A point well made. But not so fast: on the other hand, there are also a few reasons to encourage flight shaming – at least, in my view, in a modified form.
As The Conversation reports, feeling guilty about flying won’t necessarily lead to you bullying others, you eventually giving up, or your focus being misdirected.
The Conversation claims Swedes who gave up flying did not view their choice as a sacrifice, but found it fulfilling.
“Far from giving up something important to them, most spoke about the decision as a kind of liberation – a transformation towards a life with less stress,” The Conversation reports.
“Air travel boosts individual emission levels higher and faster than any other activity. When so much of our engagement with climate change is based on anxiousness about our own role, giving up the single biggest individual contribution to the problem felt cathartic for many of those we spoke to.”The Conversation
“Flying is central to a worldview that prizes convenience and speed. But as many people found during lockdown, a slower pace of life with fewer options can sometimes feel freeing, rather than limiting. Adopting a new worldview that cherishes local relationships and opportunities can, somewhat ironically, feel like expanding our horizons rather than narrowing them.”
So flight shaming isn’t so bad after all. It’s just not a golden bullet, and it should be taken in the spirit of the original concept – individual flight shame – rather than bullying flight shaming. You’re also more likely to win people over this way, too.
The Guardian summed up the usefulness of flight shaming well in 2020, writing: “Individuals altering their habits, even in large numbers, will not avert disaster. In a sense the opposite is true: collective action by whole countries, led by governments, to push entire economies into a clean era is the answer.”
“But ‘flight shame’, along with movements to restrict other carbon-intensive forms of consumption, is still a force for good. The point is not to show that you are better than other people, or to displace anxiety from the public realm into the private one. It is to show the world’s leaders, in business and politics, that we get it: life must change.”The Guardian
Flight shame, then, if promoted right (i.e. not as flight shaming), can actually make a difference. Ryanair, for instance, is betting that most Brits will continue to care more about quickly and cheaply getting drunk on The Continent than they do about reducing their carbon footprint.

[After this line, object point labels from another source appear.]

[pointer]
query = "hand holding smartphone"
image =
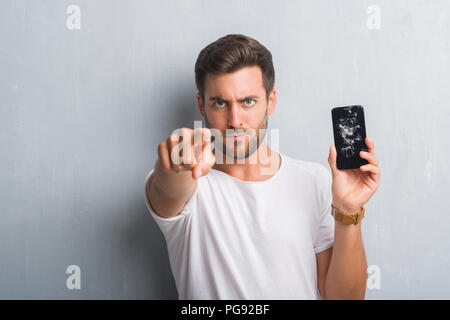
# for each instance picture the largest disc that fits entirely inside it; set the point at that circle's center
(349, 130)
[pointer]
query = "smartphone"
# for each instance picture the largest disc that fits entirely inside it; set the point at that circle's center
(349, 130)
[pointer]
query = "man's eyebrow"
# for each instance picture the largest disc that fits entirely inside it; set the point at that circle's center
(219, 98)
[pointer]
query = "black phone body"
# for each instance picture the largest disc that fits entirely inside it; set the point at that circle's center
(349, 130)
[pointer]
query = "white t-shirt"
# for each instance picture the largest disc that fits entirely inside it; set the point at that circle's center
(238, 239)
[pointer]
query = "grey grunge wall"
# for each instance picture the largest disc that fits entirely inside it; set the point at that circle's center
(88, 88)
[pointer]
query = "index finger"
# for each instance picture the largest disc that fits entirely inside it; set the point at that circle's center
(370, 145)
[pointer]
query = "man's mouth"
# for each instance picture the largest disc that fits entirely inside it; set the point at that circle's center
(237, 137)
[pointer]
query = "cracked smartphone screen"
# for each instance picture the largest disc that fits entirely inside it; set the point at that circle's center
(349, 136)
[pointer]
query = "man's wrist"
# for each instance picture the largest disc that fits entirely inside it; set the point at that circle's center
(348, 210)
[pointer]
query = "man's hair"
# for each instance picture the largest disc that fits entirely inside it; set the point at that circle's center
(231, 53)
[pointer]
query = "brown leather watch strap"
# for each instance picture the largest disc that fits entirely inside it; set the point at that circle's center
(348, 218)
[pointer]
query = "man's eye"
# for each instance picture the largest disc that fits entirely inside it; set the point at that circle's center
(220, 106)
(252, 102)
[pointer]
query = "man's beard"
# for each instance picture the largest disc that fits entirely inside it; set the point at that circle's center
(254, 140)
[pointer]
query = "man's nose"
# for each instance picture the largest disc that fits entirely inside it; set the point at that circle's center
(235, 118)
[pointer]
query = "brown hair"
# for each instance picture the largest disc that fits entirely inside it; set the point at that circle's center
(231, 53)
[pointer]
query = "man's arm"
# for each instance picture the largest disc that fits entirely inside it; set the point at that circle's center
(342, 269)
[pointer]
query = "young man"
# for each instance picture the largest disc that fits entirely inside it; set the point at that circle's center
(261, 229)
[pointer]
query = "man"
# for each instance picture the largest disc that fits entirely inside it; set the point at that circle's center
(240, 230)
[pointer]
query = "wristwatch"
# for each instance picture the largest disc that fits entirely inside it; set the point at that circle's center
(347, 218)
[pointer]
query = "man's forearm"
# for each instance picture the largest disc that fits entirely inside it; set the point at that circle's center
(347, 272)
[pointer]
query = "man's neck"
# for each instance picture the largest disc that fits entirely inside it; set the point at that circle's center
(266, 165)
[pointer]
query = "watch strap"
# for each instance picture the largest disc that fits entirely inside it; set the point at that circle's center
(347, 218)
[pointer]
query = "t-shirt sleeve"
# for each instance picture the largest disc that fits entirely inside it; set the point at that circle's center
(325, 233)
(173, 226)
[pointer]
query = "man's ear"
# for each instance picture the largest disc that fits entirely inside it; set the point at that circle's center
(200, 105)
(272, 102)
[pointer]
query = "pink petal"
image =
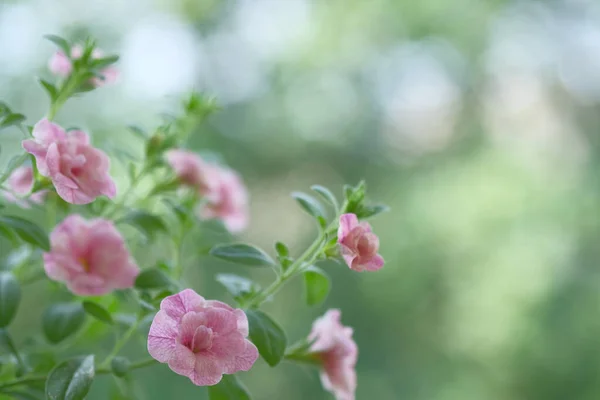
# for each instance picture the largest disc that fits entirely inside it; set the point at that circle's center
(347, 223)
(179, 304)
(207, 372)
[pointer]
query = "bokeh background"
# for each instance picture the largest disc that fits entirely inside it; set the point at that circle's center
(476, 121)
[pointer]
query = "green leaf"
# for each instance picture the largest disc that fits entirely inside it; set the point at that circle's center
(10, 296)
(326, 195)
(61, 320)
(12, 119)
(50, 89)
(370, 211)
(238, 286)
(145, 222)
(61, 43)
(120, 366)
(230, 388)
(242, 253)
(27, 230)
(267, 336)
(152, 278)
(316, 285)
(98, 312)
(14, 163)
(309, 204)
(71, 380)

As The Economist reported in 2020: “By increasing its MAX order from 135 to 210 (admittedly at a hefty discount from Boeing), [Ryanair] is betting that within a few years aviation will return to just the way it was before the covid-19 pandemic bludgeoned travel.”
It’s exactly these kinds of decisions people have the power, en masse, over time, to sway. If people stop flying Ryanair, and put their dollars towards more sustainable modes of transport – and airlines experimenting with cleaner technology – bets like this could eventually stop being made. Either something is profitable or it’s not. Companies won’t make bets like this if they don’t think you’re going to buy what they’re selling.

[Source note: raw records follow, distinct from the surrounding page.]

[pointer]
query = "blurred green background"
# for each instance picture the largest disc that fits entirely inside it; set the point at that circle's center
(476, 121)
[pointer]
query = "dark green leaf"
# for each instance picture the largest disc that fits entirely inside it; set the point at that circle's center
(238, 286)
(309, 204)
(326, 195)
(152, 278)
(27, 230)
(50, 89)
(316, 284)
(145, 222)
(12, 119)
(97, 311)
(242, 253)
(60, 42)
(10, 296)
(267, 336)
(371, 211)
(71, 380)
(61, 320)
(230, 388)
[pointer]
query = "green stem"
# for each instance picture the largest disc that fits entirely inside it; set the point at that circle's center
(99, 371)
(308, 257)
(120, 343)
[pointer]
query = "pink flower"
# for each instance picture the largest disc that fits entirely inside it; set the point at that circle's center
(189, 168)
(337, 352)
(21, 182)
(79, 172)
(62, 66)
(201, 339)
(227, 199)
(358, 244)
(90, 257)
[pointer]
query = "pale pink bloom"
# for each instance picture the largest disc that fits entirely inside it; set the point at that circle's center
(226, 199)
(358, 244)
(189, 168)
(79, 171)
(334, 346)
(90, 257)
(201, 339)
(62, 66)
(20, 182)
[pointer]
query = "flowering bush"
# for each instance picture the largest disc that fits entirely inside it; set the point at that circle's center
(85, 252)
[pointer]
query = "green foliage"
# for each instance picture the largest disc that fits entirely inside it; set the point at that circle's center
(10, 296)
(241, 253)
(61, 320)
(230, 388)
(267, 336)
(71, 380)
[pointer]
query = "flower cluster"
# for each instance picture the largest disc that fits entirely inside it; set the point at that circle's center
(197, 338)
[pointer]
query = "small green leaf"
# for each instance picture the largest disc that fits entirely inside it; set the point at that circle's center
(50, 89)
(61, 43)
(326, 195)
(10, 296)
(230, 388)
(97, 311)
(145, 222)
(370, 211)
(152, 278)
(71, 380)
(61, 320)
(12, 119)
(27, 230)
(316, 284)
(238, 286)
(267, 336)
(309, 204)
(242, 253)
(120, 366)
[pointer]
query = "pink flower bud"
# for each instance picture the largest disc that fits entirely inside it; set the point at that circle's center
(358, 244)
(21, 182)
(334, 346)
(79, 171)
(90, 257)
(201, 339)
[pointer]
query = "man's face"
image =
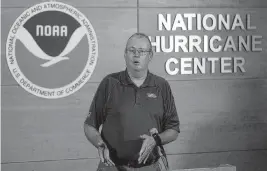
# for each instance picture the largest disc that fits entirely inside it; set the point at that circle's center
(138, 54)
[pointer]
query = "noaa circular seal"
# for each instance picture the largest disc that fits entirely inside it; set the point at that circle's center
(51, 50)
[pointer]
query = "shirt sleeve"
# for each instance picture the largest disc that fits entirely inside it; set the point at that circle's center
(96, 115)
(170, 117)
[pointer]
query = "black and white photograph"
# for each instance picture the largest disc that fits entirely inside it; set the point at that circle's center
(133, 85)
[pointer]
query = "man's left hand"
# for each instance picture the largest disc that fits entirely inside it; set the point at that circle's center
(147, 147)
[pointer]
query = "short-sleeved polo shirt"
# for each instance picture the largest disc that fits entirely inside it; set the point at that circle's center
(127, 111)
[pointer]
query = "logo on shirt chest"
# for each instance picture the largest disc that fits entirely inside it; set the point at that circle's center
(151, 95)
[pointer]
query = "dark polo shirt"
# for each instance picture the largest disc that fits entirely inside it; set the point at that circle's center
(127, 111)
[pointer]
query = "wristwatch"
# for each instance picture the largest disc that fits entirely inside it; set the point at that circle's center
(157, 139)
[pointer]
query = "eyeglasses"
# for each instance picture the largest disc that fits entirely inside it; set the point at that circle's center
(141, 52)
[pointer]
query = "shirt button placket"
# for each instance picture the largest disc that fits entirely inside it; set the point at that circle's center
(137, 97)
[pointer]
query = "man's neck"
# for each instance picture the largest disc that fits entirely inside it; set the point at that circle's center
(137, 75)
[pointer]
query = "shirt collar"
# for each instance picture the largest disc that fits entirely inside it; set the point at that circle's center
(125, 79)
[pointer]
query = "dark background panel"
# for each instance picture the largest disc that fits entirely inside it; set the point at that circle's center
(203, 3)
(53, 129)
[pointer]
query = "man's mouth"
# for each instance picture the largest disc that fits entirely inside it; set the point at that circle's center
(136, 62)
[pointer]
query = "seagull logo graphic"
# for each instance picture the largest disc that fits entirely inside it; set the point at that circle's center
(27, 40)
(48, 41)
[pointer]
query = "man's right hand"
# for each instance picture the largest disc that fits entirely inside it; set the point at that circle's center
(104, 154)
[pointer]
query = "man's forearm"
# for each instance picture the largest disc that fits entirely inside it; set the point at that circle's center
(168, 136)
(92, 135)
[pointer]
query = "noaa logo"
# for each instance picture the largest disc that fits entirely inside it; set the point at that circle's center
(51, 50)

“With hotels, bars and beaches empty, Mr O’Leary [the Ryanair CEO] thinks that European regulators will be reluctant to push more ‘anti-aircraft’ environmental taxes,” The Economist reported in 2020.
“In the battle between Europe’s ‘flight-shaming’ ecowarriors and those wanting cheap holidays abroad, the second lot may prevail.”
“But Mr O’Leary may also be complacent. He risks locking Ryanair into a dirty technology—and a partnership with Boeing—that may be out of step with the times. He may underestimate the EU’s desire to crack down on carbon. And he may overlook the greener alternatives that could support tourism in Europe: trains, buses and increasingly electrified cars,” (The Economist).
To make sure companies actually do start investing in sustainable technology, so we can have our cake and eat it too, maybe a little bit of flight shame isn’t such a bad thing after all. Just don’t call it flight shaming.